Written in response to The Chain, Week One.
Note: I recently shared this piece with paid subscribers before submitting it to ’s flash memoir competition. I’ve lifted the paywall so you can have a wee read!
A tiny act
Today is about snatching one or two moments for myself, in between the mothering and the messiness. So believe me when I tell you that turning up to a writing circle this morning feels like nothing short of a miracle.
Sometimes, it chips away at me, the lack of time that erodes my creativity and, occasionally, my confidence. But I’ve come to realise I need to get better at what I call the ask: expressing my wants and needs, and building the boundaries that might hold them.
Warming mug of cacao in hand, I settle into my seat and mark the moment by lighting a candle. ‘Passenger’, it’s called. I half expect to read about notes of surrender and resilience, but when I glance at the label, I spot spices and rosewood. I can almost feel the scent, wild and warm, wrap itself around me. The soft glow gives my writing space a sense of realness. Of readiness. I think to myself, yes, I am a writer — as if the ritual might help me believe it.
There is a desire, I notice, to say “yes” to writing today. To revisit stories once buried for a future day, or maybe even forever.
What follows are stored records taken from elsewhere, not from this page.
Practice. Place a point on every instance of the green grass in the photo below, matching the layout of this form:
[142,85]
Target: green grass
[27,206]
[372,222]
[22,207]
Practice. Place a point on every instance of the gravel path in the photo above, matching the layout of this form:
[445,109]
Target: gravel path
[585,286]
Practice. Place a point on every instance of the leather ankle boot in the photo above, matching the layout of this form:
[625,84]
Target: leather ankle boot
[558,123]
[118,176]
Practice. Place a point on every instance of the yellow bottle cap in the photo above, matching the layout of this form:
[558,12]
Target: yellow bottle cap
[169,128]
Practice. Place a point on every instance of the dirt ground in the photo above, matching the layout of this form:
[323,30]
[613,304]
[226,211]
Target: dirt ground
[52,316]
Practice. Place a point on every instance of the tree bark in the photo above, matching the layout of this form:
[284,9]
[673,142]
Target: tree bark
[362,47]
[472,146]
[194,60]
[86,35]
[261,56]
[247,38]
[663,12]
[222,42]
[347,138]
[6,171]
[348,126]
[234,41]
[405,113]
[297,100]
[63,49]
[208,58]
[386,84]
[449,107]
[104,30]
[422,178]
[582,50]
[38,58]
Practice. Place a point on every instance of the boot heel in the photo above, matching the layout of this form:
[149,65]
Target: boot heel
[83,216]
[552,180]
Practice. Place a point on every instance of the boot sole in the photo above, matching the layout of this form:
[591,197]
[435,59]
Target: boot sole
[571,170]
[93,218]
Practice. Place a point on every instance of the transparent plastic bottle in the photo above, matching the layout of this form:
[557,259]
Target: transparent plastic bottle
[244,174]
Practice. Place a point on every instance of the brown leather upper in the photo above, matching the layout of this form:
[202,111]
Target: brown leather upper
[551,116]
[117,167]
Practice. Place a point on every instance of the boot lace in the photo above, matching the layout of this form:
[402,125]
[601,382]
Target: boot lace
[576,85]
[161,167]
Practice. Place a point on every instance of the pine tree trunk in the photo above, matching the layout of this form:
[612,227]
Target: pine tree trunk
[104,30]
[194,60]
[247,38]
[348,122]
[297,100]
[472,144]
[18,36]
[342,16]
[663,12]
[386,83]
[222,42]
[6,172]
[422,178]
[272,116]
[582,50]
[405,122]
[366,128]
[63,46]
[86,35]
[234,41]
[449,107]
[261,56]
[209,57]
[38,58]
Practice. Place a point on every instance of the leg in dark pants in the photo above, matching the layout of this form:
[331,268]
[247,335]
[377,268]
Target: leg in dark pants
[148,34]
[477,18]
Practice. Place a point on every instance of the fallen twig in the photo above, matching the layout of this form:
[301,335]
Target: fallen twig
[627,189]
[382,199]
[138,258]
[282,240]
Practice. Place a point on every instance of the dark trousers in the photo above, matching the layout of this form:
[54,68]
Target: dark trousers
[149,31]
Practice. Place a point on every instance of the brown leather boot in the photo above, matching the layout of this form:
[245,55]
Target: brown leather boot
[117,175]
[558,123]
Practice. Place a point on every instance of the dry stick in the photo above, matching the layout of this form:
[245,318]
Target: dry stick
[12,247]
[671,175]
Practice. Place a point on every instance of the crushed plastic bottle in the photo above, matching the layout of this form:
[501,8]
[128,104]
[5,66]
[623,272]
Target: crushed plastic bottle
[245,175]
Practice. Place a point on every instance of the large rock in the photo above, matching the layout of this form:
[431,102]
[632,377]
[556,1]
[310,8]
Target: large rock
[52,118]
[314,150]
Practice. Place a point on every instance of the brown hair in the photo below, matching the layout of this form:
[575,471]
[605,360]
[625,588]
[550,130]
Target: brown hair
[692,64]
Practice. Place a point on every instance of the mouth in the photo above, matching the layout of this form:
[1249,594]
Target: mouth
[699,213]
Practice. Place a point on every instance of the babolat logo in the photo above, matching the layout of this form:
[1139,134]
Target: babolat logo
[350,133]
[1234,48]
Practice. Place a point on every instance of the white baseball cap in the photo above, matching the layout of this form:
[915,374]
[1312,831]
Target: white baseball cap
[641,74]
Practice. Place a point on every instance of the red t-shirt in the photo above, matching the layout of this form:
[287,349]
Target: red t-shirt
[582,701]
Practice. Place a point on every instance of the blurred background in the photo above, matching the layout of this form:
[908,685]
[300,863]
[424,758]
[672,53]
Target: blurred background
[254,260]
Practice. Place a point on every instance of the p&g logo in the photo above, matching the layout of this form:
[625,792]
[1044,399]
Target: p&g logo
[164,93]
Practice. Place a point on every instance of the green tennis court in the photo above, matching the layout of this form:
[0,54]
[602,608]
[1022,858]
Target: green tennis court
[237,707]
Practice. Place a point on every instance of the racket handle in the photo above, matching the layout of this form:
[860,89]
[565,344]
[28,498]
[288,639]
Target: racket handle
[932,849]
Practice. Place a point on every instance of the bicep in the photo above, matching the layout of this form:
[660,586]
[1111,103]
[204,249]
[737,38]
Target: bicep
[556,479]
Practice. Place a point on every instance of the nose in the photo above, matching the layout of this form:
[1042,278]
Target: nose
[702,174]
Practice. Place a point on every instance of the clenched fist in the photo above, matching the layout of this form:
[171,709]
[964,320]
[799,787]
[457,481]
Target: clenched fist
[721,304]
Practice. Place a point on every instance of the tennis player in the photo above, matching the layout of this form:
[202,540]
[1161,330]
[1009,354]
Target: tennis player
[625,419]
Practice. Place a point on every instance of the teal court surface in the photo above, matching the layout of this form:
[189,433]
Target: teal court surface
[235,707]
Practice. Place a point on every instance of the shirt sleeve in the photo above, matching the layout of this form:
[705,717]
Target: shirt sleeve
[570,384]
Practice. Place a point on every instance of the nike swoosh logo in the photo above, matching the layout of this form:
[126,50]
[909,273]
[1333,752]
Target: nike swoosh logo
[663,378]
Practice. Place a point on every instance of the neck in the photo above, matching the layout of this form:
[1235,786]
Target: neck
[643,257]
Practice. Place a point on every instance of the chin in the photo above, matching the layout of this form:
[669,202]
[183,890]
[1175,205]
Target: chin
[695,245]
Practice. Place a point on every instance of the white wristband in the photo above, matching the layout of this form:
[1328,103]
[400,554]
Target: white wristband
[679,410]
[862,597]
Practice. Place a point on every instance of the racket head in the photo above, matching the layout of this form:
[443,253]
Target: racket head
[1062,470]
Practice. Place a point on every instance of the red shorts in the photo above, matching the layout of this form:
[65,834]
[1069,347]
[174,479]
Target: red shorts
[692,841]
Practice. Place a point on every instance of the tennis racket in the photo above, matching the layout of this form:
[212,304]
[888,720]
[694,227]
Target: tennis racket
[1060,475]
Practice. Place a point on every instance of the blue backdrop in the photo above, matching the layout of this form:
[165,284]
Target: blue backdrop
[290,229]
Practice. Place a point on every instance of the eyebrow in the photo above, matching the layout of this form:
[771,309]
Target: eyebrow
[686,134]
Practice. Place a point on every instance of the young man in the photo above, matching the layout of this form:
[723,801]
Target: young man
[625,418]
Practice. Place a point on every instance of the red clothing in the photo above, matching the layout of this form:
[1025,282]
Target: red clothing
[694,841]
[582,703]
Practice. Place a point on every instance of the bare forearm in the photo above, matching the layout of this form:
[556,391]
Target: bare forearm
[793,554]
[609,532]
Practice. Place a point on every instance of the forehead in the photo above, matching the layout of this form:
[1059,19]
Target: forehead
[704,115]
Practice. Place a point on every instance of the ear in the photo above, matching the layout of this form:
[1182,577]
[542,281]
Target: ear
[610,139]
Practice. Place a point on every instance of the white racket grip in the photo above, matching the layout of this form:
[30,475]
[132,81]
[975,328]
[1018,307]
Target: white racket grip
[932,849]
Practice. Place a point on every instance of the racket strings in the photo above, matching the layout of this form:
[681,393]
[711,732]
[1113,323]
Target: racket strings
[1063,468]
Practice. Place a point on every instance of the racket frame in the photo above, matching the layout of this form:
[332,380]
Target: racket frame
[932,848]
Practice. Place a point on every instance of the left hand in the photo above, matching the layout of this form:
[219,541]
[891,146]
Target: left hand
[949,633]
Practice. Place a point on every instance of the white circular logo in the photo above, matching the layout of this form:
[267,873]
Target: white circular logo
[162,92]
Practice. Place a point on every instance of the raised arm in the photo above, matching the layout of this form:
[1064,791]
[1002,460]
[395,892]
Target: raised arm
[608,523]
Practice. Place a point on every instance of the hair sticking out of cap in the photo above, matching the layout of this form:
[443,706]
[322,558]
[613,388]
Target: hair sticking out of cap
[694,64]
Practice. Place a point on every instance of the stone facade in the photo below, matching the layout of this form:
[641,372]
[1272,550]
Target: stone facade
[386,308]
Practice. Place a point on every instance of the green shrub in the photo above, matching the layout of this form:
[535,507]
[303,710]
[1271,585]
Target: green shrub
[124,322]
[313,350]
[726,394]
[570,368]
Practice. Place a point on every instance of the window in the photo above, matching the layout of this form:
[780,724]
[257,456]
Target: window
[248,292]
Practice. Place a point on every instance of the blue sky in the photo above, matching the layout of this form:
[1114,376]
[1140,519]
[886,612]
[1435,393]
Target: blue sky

I want to unearth them, travel with them, adventure with them. As someone who breathes in every moment. The good times. The bad times. Especially the bad times. Because I never experienced true awe until I experienced true pain.
Loss and grief brought about in me a new kind of awareness. In myself. In nature. How the body of a tree looks and feels up close. How the scent of a bloom can carry on the wind. How seeing a tiny human lying in the palm of my hand could fill me, all at once, with fierce love and fragile longing.
On a recent walk, somewhat distracted by the drizzle, the hood of my waxy raincoat sticking to my head, I noticed the air was thick with the fragrance of roses. The garden ahead had been full of butter-yellow petals, soft like the paper of old letters, tales told and untold. Honeyed lemon, Turkish delights. If nostalgia had an aroma, this would be it.
I don’t know if you believe in magic, but yellow roses have always felt like they belong to my family. After losing my first son nine years ago, I chose a yellow shrub rose — something just for me. And it’s in moments like this, when passing something so full of life, I remember what it's like to live in colour.
Yes, maybe I'm weathered by experience, but also softened, because there’s something about grief that rearranges your senses. The world turns monochrome. But eventually, if you allow yourself, you begin to see in pigments again. Different. Heightened. Saturated. Small things stop you in your tracks. Even a rose, rain-tipped and half-wilted, that smells exactly like hope.
In writing today, I’m reminded that creativity doesn’t always need a wide window. I can show up in the cracks. Between the tug of socks onto tiny feet, the lick of a thumb and the gentle pressing down of hair, the packing of snacks for a trip with their daddy while I tend to myself.
Even in the noise, even in the fragments, this tiny act of choosing myself signals a pivot.
Of course, it doesn’t last long. My youngest son is soon clambering on top of me before the writing circle has ended. Pressing into me, he pleads, “Mama, done.” And my words are cast back into the margins again.
Cacao, cold. Glow, gone.
But as I return to the words during nap time, stroking the blonde curls of my boy, scrolling through the piece on my phone, I read what I’ve written in that seized hour and realise: this is what it means to create around the edges as mothers so often do. It feels raw, real. And I remind myself that what I’m writing isn’t asking to be a triumph, just a truth.







beautifully written. i never managed to write as a young mother.. paint yes but writing seemed so difficult back then. i would love to read more.
Thanks for sharing this beautiful piece. Your style and sentences flow perfectly.